Vermont joins Indiana and Montana in establishing restitution funds. Other states may follow.

“These are conversations we have to have because these funds provide real benefits to investors,” said Mr. Pieciak, who also is president of the North American Securities Administrators Association.

Christine Lazaro, president of the Public Investors Arbitration Bar Association, said restitution funds are a good idea.

“In terms of investor protection, it’s an important step in ensuring that investors who are harmed are given some recovery,” said Ms. Lazaro, who also is a law professor at St.

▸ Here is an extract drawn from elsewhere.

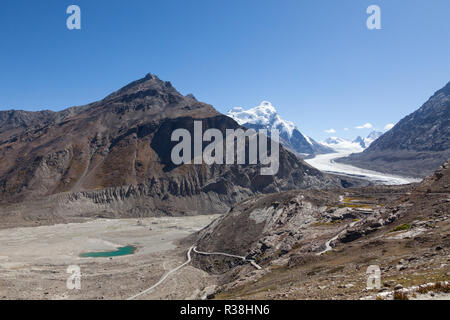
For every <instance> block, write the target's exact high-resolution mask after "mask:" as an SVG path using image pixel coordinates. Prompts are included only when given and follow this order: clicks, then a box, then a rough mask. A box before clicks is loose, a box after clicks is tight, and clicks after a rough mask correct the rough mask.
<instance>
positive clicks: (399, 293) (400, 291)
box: [394, 291, 409, 300]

John’s University.

The Vermont fund arrives while the Financial Industry Regulatory Authority Inc. grapples with the problem of unpaid arbitration awards.

“We would like to see Finra use its fine money to help provide restitution to investors who go through the arbitration process,” Ms. Lazaro said.

During a session on unpaid arbitration last year at a meeting of the Securities and Exchange Commission’s Investor Advisory Committee, the Financial Services Institute warned that a fund for arbitration victims should not be funded by brokerages that have done nothing wrong.

Although the Vermont fund taps money only from violators, FSI is wary of the state’s approach.

“Similar to the arbitration fund, we would be concerned that the existence of the fund would lead to Vermont bringing additional enforcement matters and/or increase enforcement fines in order to fund the pool,” Robin Traxler, FSI senior vice president of policy and deputy general counsel, said in a statement. “We encourage Vermont to monitor their statistics around enforcement matters and fines to ensure these are not increasing because of the existence of the fund.”

A recent Finra rule proposal would require rogue brokerages to shift money to an account controlled by Finra that could be used in part to fund unpaid arbitration awards.